The Thriller is gone

My daughter and I went to see The Taking of Pelham 123 at a matinee today. I’d just seen the original a few weeks ago and as much as I enjoyed Tony Scott’s high-voltage remake, I think I preferred the 1974 version with Walter Matthau as the hapless MTA dispatcher. It had a kind of schlubby grace, an adherence to city filth and dexterity that this new one only aspires to. You could almost smell the passengers on the 6 train sweltering on the tracks.

Driving home, we kept hearing snatches of Michael Jackson’s big hits on the radio and Franny asked me about the importance of MJ’s music in my life.

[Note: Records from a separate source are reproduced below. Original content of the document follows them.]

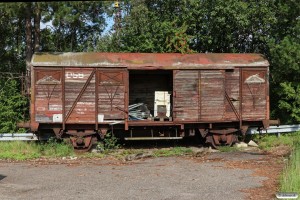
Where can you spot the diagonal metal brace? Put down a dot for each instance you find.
(80, 95)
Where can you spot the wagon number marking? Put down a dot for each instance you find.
(74, 75)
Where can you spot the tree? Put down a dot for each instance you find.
(285, 57)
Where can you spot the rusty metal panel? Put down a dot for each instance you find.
(212, 94)
(232, 80)
(149, 61)
(254, 94)
(112, 93)
(186, 96)
(48, 91)
(79, 100)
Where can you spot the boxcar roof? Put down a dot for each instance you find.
(150, 60)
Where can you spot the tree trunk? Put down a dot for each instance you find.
(28, 32)
(37, 29)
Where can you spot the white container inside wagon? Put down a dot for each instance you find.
(162, 103)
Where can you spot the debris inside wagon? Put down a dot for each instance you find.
(138, 111)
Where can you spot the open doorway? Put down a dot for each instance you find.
(150, 95)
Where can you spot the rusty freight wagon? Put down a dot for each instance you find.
(144, 96)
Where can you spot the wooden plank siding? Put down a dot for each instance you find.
(232, 84)
(186, 95)
(254, 94)
(212, 94)
(48, 94)
(84, 110)
(112, 91)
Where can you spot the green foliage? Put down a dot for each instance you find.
(290, 179)
(286, 77)
(13, 106)
(20, 150)
(268, 141)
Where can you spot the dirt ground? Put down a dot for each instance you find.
(246, 174)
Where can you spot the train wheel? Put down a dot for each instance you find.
(82, 144)
(216, 140)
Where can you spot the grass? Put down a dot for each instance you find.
(20, 150)
(175, 151)
(290, 179)
(268, 141)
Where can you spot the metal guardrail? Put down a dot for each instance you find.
(18, 136)
(275, 129)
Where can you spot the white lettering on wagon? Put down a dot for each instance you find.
(74, 75)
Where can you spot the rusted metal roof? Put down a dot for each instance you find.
(149, 60)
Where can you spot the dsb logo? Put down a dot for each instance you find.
(74, 75)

As much respect as I have for the man’s talent and as kind as I want to be about the memory of someone who clearly had some demons in his dance mix, I couldn’t really give her a very satisfactory answer. “Well I wasn’t really into that kind of music,” I said, a little lamely while adding something about his electrifying performance of “Billie Jean” at the Motown 25th Anniversary Special. (Yeah he’s lip-synching but the look and those moves — part Elvis, part Liza — are still something to see.)

But what did Michael Jackson mean to me? Nothing really. When John Lennon was killed it shook nearly everyone I knew, not just because of the senselessness of his death but because of the kind of sense he made of our lives. Whether playing peacenik or performance artist he captured something of the sixties and even the seventies. But what did Jackson say about the eighties? That it was cool to make money, lots and lots of money, and that making lots of money was more valuable even than friendship — like the one he had with John’s  erstwhile bandmate Paul McCartney, who was a little miffed when Jacko bought the rights to much of the Beatles’ catalogue… 

Now it looks like drugs may have been involved in the singer’s death (shocking, I know) which puts him in that sad string of American superstar novas with Elvis and Marilyn — did he choose this destiny? It’s very American of course — think of Citizen Kane, dropping his snow globe as he breathes his last, remembering the innocent joy of his youth — and tragic, no doubt. It just don’t move me.  

Now when Joe Strummer died of a heart attack at about the same age, I was devastated. But I didn’t hear his songs on the radio all day. I had to go home to listen.